I want to use TiKz to draw an arc between $A$ and $B$. Please note several things.

  1. This is a true 3D problem. There are already questions asked and solved for the 2D case. We assume that $\|B-O\|=\|A-O\|$.
  2. The common point between the two vectors $O$ does not have to be the origin, but it is not a big deal to translate the whole thing.
  3. I do not want 3D rotation matrices. I know the exact three coordinates of each of the three points $O$, $A$, and $B$. It is easy to compute the angle between the two vectors using dot product. So we have the range of angles. I want an equation wich is parametrized as a function of an angle between 0 and the angle between the two vectors.
  4. Any point in the plane of the two vectors can be written as: $P = O + s(B-O) + t(A-O)$. I would like simple expressions for $s$ and $t$ in terms of the components of the vectors.

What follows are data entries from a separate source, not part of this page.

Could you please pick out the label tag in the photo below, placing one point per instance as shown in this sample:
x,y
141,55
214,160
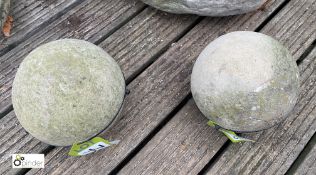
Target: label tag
x,y
232,136
90,146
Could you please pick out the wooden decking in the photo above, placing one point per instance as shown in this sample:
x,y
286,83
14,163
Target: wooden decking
x,y
162,131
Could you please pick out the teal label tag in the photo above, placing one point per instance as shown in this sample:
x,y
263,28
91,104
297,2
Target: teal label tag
x,y
232,136
90,146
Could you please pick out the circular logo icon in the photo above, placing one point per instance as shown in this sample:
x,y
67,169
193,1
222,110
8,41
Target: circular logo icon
x,y
18,160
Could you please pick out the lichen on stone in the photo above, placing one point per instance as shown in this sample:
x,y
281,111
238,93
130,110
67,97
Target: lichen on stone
x,y
67,91
245,81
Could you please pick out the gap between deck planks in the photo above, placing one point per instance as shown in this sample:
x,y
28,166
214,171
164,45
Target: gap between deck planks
x,y
154,94
277,148
148,34
306,161
30,16
91,20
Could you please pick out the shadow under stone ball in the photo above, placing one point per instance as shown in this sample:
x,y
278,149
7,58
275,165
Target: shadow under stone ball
x,y
245,81
67,91
207,7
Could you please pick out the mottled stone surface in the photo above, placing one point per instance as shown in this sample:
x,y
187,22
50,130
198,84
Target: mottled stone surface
x,y
245,81
67,91
4,11
207,7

  5. A point $X$ in the arc satisfies the equation $\|X-O\|=\|B-O\|$, $X=O + s(B-O)+t(A-O)$. 4 equations with 5 unknowns. I am missing an equation here. Actualy no. We need to eliminate 4 variables to come to the parametrization of the curve.
  6. Is there an easy way to solve this? (by easy I mean no 3D rotation matrices, no large system of equations.
  7. Still I would like a solution even if it is messy. Thanks.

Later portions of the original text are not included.